In terms of protection in practice, against any malfunctions of the algorithm used, in the event of an appeal, the concrete malfunction of the algorithm that governed the disputed operations must be attached and proved (Court of Milan, 14.2.2019, in La Nuova Procedure Civil , 2019, 3): id est , a generic dispute is not enough, but precision and demonstration are also needed in the concrete sense that, if the algorithm had worked correctly, the interested party would have obtained the hoped-for “advantage”.

 

  1. Jurimetry, Computer Science, Artificial Intelligence

As has been explained, jurimetry deals with the study concerning the measurement of law, understood as calculability and predictability (also in the sense of the so-called predictive justice); the approach to law is essentially mathematical; it can ignore the use of the computer and the aid of the so-called artificial intelligence.

Otherwise, information technology deals with the representation, organization and automatic processing of information; has a mathematical basis; it can disregard artificial intelligence.
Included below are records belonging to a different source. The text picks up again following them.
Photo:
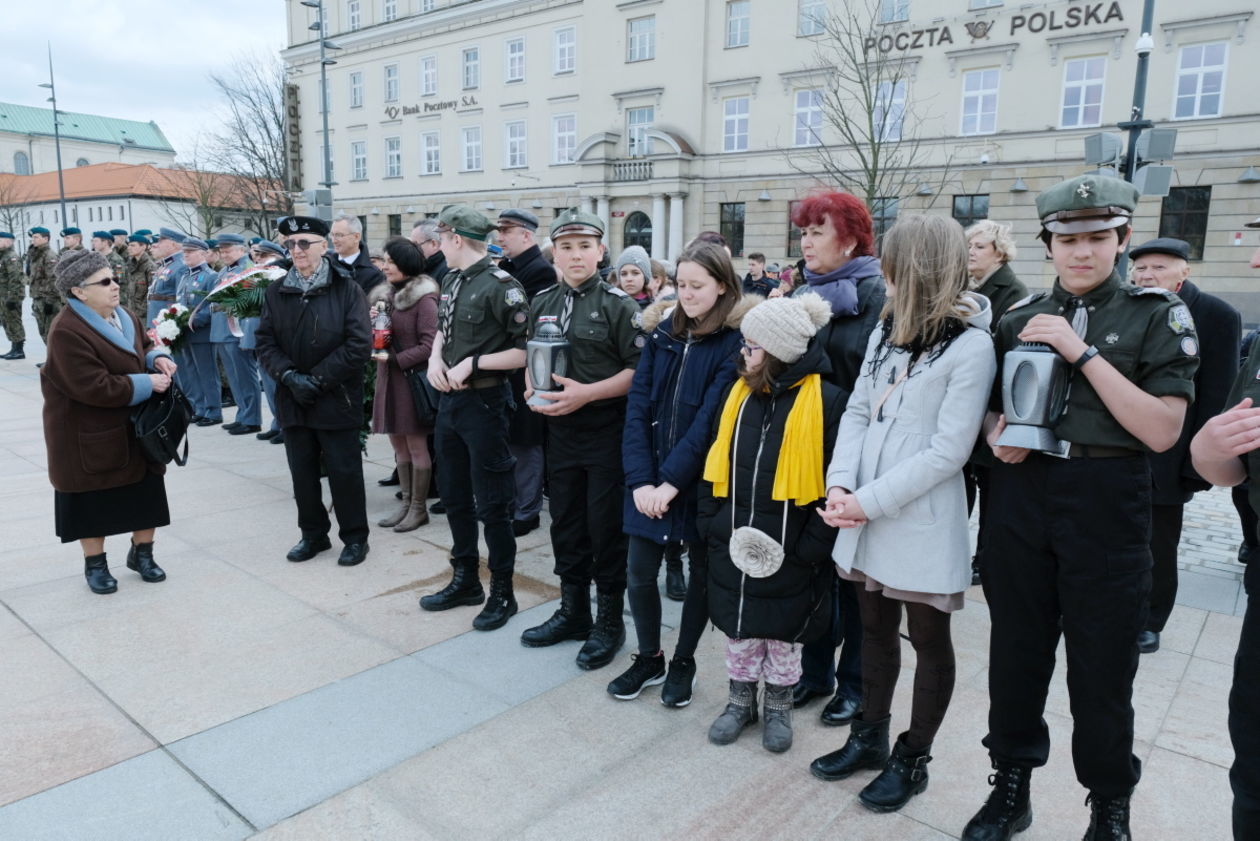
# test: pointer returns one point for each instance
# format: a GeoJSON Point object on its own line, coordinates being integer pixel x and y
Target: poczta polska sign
{"type": "Point", "coordinates": [1057, 19]}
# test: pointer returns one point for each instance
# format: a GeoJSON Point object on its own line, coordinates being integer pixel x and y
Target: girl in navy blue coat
{"type": "Point", "coordinates": [689, 358]}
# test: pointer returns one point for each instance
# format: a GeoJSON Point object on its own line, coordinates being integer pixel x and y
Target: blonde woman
{"type": "Point", "coordinates": [895, 488]}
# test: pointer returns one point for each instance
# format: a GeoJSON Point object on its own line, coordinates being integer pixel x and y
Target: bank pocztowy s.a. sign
{"type": "Point", "coordinates": [1057, 19]}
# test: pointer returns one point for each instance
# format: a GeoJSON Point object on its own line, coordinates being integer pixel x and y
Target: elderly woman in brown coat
{"type": "Point", "coordinates": [411, 299]}
{"type": "Point", "coordinates": [101, 365]}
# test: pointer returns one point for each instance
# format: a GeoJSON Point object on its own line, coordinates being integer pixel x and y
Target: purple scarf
{"type": "Point", "coordinates": [839, 286]}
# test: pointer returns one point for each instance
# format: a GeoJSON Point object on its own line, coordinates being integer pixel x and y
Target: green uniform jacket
{"type": "Point", "coordinates": [1147, 334]}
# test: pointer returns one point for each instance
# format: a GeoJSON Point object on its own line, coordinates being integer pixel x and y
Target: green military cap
{"type": "Point", "coordinates": [1088, 203]}
{"type": "Point", "coordinates": [465, 221]}
{"type": "Point", "coordinates": [575, 222]}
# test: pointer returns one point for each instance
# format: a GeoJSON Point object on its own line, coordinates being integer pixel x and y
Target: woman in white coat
{"type": "Point", "coordinates": [895, 488]}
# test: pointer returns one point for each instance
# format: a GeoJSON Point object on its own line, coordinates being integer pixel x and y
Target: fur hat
{"type": "Point", "coordinates": [784, 325]}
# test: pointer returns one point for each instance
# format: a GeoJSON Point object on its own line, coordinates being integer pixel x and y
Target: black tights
{"type": "Point", "coordinates": [881, 663]}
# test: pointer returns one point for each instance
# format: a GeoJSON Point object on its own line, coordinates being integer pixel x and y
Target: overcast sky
{"type": "Point", "coordinates": [136, 59]}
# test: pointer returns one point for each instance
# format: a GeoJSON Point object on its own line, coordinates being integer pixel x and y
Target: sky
{"type": "Point", "coordinates": [136, 59]}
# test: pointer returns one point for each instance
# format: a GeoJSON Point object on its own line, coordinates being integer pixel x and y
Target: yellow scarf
{"type": "Point", "coordinates": [799, 473]}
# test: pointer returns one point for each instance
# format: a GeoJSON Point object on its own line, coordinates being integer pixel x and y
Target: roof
{"type": "Point", "coordinates": [27, 120]}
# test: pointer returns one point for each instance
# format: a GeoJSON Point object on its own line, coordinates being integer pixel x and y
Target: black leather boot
{"type": "Point", "coordinates": [1109, 818]}
{"type": "Point", "coordinates": [571, 620]}
{"type": "Point", "coordinates": [1008, 808]}
{"type": "Point", "coordinates": [500, 604]}
{"type": "Point", "coordinates": [96, 570]}
{"type": "Point", "coordinates": [140, 559]}
{"type": "Point", "coordinates": [465, 588]}
{"type": "Point", "coordinates": [866, 748]}
{"type": "Point", "coordinates": [904, 776]}
{"type": "Point", "coordinates": [609, 633]}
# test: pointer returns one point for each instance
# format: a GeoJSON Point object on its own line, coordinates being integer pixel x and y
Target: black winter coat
{"type": "Point", "coordinates": [795, 603]}
{"type": "Point", "coordinates": [324, 332]}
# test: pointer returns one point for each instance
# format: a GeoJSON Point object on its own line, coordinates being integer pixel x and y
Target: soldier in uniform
{"type": "Point", "coordinates": [481, 323]}
{"type": "Point", "coordinates": [13, 291]}
{"type": "Point", "coordinates": [1067, 545]}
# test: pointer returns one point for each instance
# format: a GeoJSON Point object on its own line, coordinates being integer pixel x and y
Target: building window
{"type": "Point", "coordinates": [737, 23]}
{"type": "Point", "coordinates": [471, 68]}
{"type": "Point", "coordinates": [1183, 216]}
{"type": "Point", "coordinates": [969, 209]}
{"type": "Point", "coordinates": [514, 61]}
{"type": "Point", "coordinates": [391, 82]}
{"type": "Point", "coordinates": [429, 76]}
{"type": "Point", "coordinates": [731, 226]}
{"type": "Point", "coordinates": [809, 119]}
{"type": "Point", "coordinates": [980, 102]}
{"type": "Point", "coordinates": [357, 90]}
{"type": "Point", "coordinates": [1200, 81]}
{"type": "Point", "coordinates": [735, 124]}
{"type": "Point", "coordinates": [890, 110]}
{"type": "Point", "coordinates": [810, 17]}
{"type": "Point", "coordinates": [638, 121]}
{"type": "Point", "coordinates": [566, 51]}
{"type": "Point", "coordinates": [359, 160]}
{"type": "Point", "coordinates": [470, 139]}
{"type": "Point", "coordinates": [517, 145]}
{"type": "Point", "coordinates": [393, 156]}
{"type": "Point", "coordinates": [431, 149]}
{"type": "Point", "coordinates": [563, 138]}
{"type": "Point", "coordinates": [1082, 92]}
{"type": "Point", "coordinates": [641, 39]}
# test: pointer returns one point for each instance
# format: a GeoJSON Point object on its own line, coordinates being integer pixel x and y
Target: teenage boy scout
{"type": "Point", "coordinates": [584, 441]}
{"type": "Point", "coordinates": [1069, 547]}
{"type": "Point", "coordinates": [481, 324]}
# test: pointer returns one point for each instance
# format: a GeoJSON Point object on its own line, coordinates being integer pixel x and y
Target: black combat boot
{"type": "Point", "coordinates": [571, 620]}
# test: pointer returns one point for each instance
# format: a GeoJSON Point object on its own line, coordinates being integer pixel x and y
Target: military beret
{"type": "Point", "coordinates": [519, 218]}
{"type": "Point", "coordinates": [465, 221]}
{"type": "Point", "coordinates": [1163, 245]}
{"type": "Point", "coordinates": [575, 222]}
{"type": "Point", "coordinates": [291, 225]}
{"type": "Point", "coordinates": [1088, 203]}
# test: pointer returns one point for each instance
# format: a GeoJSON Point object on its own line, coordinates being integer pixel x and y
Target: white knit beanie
{"type": "Point", "coordinates": [784, 325]}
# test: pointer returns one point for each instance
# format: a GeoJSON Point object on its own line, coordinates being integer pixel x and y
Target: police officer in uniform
{"type": "Point", "coordinates": [13, 291]}
{"type": "Point", "coordinates": [481, 323]}
{"type": "Point", "coordinates": [1067, 550]}
{"type": "Point", "coordinates": [584, 420]}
Artificial intelligence consists in the study of mental faculties through computational models that make possible actions such as learning, reasoning and action, in order to design intelligent agents (de Kleer, J., An assumption-based TMS, in Artificial Intelligence , 1986, 28, 2, 127); these agents must be able to act humanly and to this end must be able to communicate with humans through processes defined by the Turing test:

  1. natural language processing(NLP), for linguistic communication;
  2. representation of knowledge to store it;
  3. automatic reasoning to use stored knowledge to answer questions and formulate new conclusions;
  4. dynamic learning ( machine learning) to adapt to new circumstances or to extrapolate new paths.

To pass the Turing test, the computer needs a computer vision to frame objects and robotic skills to manipulate and move them (Moro Visconti, R., Artificial intelligence: business models and evaluation profiles, in Riv. Dir . ind. , 2018, 421).

Artificial intelligence has been added to Boolean logic (Fiammella, B., Artificial intelligence and ethics, between progress and evolution , in Altalex.com , 2018); it is a very recent phenomenon that raises new questions of legal mediation, especially in terms of the development of tools suitable for translating the rising technoetic needs into “techno-law” (Ruffolo, U., Artificial intelligence, machine learning and algorithm responsibility , in Giur. It ., 2019, 7, 1657).

Artificial intelligence, if applied to law, takes into account jurimetry and information technology, but has its own autonomy (sometimes even decision-making).

 

  1. CONCLUSIONS

Jurimetry is assuming a growing role in the legal landscape, above all thanks to its ability to concretize the principle of equality pursuant to art. 3 of the Constitution: the more jurimetry is used, the more judicial decisions appear verifiable and impartial.